Ações orquestradas

Ações de fiéis da Universal revelam abuso do direito de petição

Autor

  • René Ariel Dotti

    é advogado professor titular de Direito Penal da Universidade Federal do Paraná conselheiro federal da OAB e vice-presidente da Associação Internacional de Direito Penal.

24 de fevereiro de 2008, 13h17

[Artigo publicado na seção Tendências/Debates do jornal Folha de S.Paulo deste domingo, 24 de fevereiro]

A multiplicação de ações indenizatórias contra a Folha de S.Paulo e a jornalista Elvira Lobato, propostas por fiéis da Igreja Universal do Reino de Deus alegando suposto dano moral e tendo como causa uma única reportagem considerada ofensiva, revela aspectos que transcendem as rotineiras demandas forenses. A reportagem informa que, em 30 anos de existência, a igreja tornou-se detentora de um império na área de comunicação. Além de 23 emissoras de TV e 40 de rádio, a Folha aponta a existência de 32 empresas registradas em nome de membros da instituição, em sua maioria bispos.

Jornais diários, gráficas, agência de turismo, imobiliária, seguradora e táxi aéreo constituem a parte visível de um imenso patrimônio. Por trás dessa constelação de poder, está a figura do bispo Edir Macedo, com mais de 40 livros publicados e imensa fortuna pessoal. Uma espécie de reencarnação do magnata do jornalismo William Randolph Hearst, retratado no clássico filme de Orson Welles Cidadão Kane, interpretando o personagem Charles Foster Kane.

O primeiro aspecto peculiar dessa causa única da igreja com mais de 50 processos — como fogueiras da Inquisição acesas em múltiplos lugares — é o expediente ofensivo ao princípio do devido processo legal, ao restringir o exercício do contraditório e impedir a ampla defesa, que são garantias constitucionais. A obrigação imposta ao jornal e à jornalista de comparecerem fisicamente às mais distantes comarcas do país para responder às querelas revela um autêntico abuso do direito de petição, como salientou o ministro Celso de Mello, do Supremo Tribunal Federal, em entrevista publicada na Folha. Comete ato ilícito o titular de um direito que “ao exercê-lo, excede manifestamente os limites impostos pelo seu fim econômico ou social, pela boa-fé ou pelos costumes” (Código Civil, artigo 187).

Um dos exemplos da litigância de má-fé é caracterizado pelo uso do processo para conseguir objetivo ilegal. Como poderão os juízes assegurar às partes litigantes a “igualdade de tratamento” exigida pelo Código de Processo Civil (artigo 125, I), se uma delas ofende esse “equilíbrio de armas” ao repartir indevidamente o processo para conseguir um fim proibido por lei? Nesse caso, cabe ao juiz, de ofício ou a requerimento da parte, proferir sentença que obste tal objetivo (CPC, artigo 129). A necessidade de reunião de todos os processos, até mesmo para evitar decisões contraditórias, é o primeiro desafio a ser enfrentado pelo Poder Judiciário como guardião da Constituição e da lei.

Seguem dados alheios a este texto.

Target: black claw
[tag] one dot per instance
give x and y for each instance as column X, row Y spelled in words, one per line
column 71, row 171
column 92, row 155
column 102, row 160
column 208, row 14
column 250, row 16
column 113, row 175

O segundo é o de proteger o princípio da liberdade de informação — indissociável de um Estado democrático de Direito — quanto aos assuntos de interesse público. Possuem esta natureza os serviços de radiodifusão sonora e de sons e imagens. Eles podem ser explorados pelo particular mediante concessão através de contrato administrativo, no qual se destaca a finalidade pública. A natureza dessa atividade não dispensa os controles formais e informais. Os recursos financeiros obtidos e aplicados por uma empresa que explora serviços de radiodifusão e com deveres inerentes à responsabilidade social podem e devem ser investigados pela imprensa. Trata-se de proporcionar o controle popular e democrático de um meio de comunicação social. O conflito entre a liberdade de informação jornalística e os direitos da personalidade (nome, intimidade, vida privada, honra e imagem) deve ser resolvido em favor da divulgação da matéria de interesse público.

Na célebre conferência “A imprensa e o dever da verdade”, editada em 1920, Ruy Barbosa (1849-1923) escreveu: “A imprensa é a vista da nação. Por ela é que a nação acompanha o que lhe passa ao perto e ao longe, enxerga o que lhe malfazem, devassa o que lhe ocultam e tramam, colhe o que lhe sonegam ou roubam, percebe onde lhe alvejam ou nodoam, mede o que lhe cerceiam ou destroem, vela pelo que lhe interessa e se acautela do que a ameaça”.

E Thomas Jefferson (1743-1826), terceiro presidente dos Estados Unidos da América, declarou: “Se pudesse decidir se devemos ter um governo sem jornais ou jornais sem governo, eu não vacilaria em preferir a última alternativa”.